Schäfflertanz destaca uma história de mais de 500 anos

Por Lise Leitzke

Você já ouviu falar do Glockenspiel – carrilhão – da prefeitura de Munique? Quem já esteve na Marienplatz, bem no coração da cidade, pode olhar para cima e ver esse belo espetáculo artístico, o qual toca ao menos duas vezes ao dia, em horários específicos. Porém, o que isso tem a ver com o Schäfflertanz? O conjunto de bonecos que forma os dançarinos na torre da Praça da Maria tem na sua parte inferior as figuras dos Schäffler. E o que se esconde por trás dessa dança que tem mais de 500 anos?

Parte superior da prefeitura de Munique, onde estão os bonecos que representam a Schäfflertanz. Foto: Denis Gerson Simões.

Pelos idos do final da Idade Média e início da Idade Moderna, Munique foi assolada em diversos momentos por surtos de peste – a Peste Negra. Entre 1463 e 1643 as epidemias tiraram a vida de milhares de pessoas. A morte se espalhou pelas vielas e os moradores ficaram com medo de sair de casa, já que nem medidas de saneamento, nem a medicina da época, puderam evitar o alastrar da doença.

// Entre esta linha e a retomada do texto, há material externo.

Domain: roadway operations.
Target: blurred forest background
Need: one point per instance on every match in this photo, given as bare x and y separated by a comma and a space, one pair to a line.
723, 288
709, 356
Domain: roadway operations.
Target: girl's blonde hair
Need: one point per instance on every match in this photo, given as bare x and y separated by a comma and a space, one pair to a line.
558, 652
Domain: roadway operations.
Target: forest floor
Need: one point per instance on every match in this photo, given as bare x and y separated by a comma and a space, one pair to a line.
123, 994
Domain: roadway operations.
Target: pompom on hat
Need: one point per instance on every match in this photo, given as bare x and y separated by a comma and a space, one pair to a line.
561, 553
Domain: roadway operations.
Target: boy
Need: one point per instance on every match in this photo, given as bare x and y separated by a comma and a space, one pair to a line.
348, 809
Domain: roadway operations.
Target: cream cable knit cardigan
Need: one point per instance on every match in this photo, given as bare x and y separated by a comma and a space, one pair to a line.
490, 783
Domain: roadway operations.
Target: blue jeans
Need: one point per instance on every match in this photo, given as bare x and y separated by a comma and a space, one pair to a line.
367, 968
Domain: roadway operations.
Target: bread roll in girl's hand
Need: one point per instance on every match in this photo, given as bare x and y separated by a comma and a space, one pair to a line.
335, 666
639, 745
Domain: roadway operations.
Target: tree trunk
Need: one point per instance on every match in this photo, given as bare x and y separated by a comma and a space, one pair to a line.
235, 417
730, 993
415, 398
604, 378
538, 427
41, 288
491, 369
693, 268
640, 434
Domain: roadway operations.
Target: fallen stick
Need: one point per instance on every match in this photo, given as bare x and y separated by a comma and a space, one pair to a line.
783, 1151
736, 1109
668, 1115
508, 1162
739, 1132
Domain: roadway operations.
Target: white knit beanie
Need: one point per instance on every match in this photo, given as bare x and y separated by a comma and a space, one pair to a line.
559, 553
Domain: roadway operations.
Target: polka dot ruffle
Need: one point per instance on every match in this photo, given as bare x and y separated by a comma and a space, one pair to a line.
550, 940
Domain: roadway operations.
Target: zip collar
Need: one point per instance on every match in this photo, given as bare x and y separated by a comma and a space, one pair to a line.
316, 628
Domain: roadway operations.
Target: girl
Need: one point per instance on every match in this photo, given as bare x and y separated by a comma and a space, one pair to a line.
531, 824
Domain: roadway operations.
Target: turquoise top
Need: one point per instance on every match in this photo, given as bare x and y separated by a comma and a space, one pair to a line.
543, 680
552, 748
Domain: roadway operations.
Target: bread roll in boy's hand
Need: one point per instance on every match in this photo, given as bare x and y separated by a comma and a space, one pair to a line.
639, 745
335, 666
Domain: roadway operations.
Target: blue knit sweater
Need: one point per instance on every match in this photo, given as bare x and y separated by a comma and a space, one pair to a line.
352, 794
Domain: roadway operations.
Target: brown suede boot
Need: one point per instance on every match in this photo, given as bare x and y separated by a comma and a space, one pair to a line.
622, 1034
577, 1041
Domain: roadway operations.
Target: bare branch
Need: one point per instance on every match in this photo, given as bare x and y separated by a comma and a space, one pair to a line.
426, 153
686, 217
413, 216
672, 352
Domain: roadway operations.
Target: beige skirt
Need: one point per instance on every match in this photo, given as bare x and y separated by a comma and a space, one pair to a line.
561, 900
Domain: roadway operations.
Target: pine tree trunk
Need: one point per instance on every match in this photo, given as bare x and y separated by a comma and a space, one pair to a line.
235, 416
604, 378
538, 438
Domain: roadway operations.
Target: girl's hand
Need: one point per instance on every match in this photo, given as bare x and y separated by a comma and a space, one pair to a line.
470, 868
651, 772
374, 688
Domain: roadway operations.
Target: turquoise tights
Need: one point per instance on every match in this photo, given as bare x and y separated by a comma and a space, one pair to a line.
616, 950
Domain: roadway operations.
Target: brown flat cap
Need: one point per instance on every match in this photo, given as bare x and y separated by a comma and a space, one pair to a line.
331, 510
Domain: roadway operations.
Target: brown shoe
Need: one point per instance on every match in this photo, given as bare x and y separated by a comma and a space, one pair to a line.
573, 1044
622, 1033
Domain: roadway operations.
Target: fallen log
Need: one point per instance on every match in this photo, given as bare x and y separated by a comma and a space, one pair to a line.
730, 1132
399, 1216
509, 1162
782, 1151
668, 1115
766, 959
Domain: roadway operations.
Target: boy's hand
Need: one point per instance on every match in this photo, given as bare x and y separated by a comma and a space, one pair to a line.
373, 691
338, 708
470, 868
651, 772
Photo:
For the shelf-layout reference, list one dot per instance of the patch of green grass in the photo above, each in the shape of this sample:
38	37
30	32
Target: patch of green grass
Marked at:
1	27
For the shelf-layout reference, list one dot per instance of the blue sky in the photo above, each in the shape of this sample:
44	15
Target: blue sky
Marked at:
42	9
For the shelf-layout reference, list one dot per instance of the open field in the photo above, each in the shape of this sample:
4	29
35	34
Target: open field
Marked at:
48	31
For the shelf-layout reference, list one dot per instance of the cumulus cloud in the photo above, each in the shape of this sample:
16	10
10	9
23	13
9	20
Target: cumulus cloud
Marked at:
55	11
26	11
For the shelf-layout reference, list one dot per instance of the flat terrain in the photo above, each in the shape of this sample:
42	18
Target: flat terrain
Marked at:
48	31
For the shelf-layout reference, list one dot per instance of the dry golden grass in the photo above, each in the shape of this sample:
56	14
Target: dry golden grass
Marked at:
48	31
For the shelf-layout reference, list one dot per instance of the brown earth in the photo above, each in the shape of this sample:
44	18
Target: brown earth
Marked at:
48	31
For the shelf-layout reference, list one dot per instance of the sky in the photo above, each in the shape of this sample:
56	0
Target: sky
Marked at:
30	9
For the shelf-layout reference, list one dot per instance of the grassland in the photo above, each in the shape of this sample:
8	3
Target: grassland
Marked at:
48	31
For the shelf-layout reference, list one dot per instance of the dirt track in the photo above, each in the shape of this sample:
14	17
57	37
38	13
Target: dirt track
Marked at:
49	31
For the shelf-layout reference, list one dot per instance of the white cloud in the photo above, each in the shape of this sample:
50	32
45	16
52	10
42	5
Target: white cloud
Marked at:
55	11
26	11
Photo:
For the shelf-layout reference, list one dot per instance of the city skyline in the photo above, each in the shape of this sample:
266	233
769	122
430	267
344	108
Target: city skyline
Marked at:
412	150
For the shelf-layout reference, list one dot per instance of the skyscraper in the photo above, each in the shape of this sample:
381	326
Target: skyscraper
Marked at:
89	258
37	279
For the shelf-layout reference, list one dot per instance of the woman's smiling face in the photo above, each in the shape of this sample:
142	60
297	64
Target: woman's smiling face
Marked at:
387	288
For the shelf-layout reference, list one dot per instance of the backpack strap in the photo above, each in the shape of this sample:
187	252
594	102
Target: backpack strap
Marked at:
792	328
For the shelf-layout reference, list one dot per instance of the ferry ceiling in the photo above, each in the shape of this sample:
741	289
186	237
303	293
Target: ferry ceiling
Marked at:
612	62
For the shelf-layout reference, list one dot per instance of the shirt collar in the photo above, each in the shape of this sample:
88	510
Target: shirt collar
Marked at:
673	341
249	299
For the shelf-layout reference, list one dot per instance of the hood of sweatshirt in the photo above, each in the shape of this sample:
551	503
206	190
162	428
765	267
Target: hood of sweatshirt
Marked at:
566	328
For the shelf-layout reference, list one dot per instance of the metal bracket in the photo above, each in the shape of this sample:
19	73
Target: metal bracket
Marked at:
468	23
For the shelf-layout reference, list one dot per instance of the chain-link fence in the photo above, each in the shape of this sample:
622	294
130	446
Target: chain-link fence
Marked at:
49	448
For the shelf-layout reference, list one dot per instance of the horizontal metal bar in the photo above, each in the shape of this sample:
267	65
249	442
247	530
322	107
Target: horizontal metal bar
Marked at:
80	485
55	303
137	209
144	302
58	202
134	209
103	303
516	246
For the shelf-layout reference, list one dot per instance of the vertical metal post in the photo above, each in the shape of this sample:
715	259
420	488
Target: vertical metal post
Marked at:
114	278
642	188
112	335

Em 1517 mais uma vez a peste semeou seu conhecido terror por Munique. Os cidadãos não saíam de suas casas, nem abriam suas janelas, muito menos os camponeses tinham coragem de se aventurar a abrir as suas bancas para vender mantimentos. Sendo assim, tudo faltava, inclusive vontade de seguir em frente. O cenário não se mostrava nada bom.
Um morador que pertencia à corporação de artesões que fabricavam barris teve a ideia de juntar seus colegas para tocar e dançar pelas ruelas, animando a população a sair de suas casas. Portanto, com a ajuda dos açougueiros, os Fassmacher – construtores de barris – motivaram as pessoas a se permitir viver de novo.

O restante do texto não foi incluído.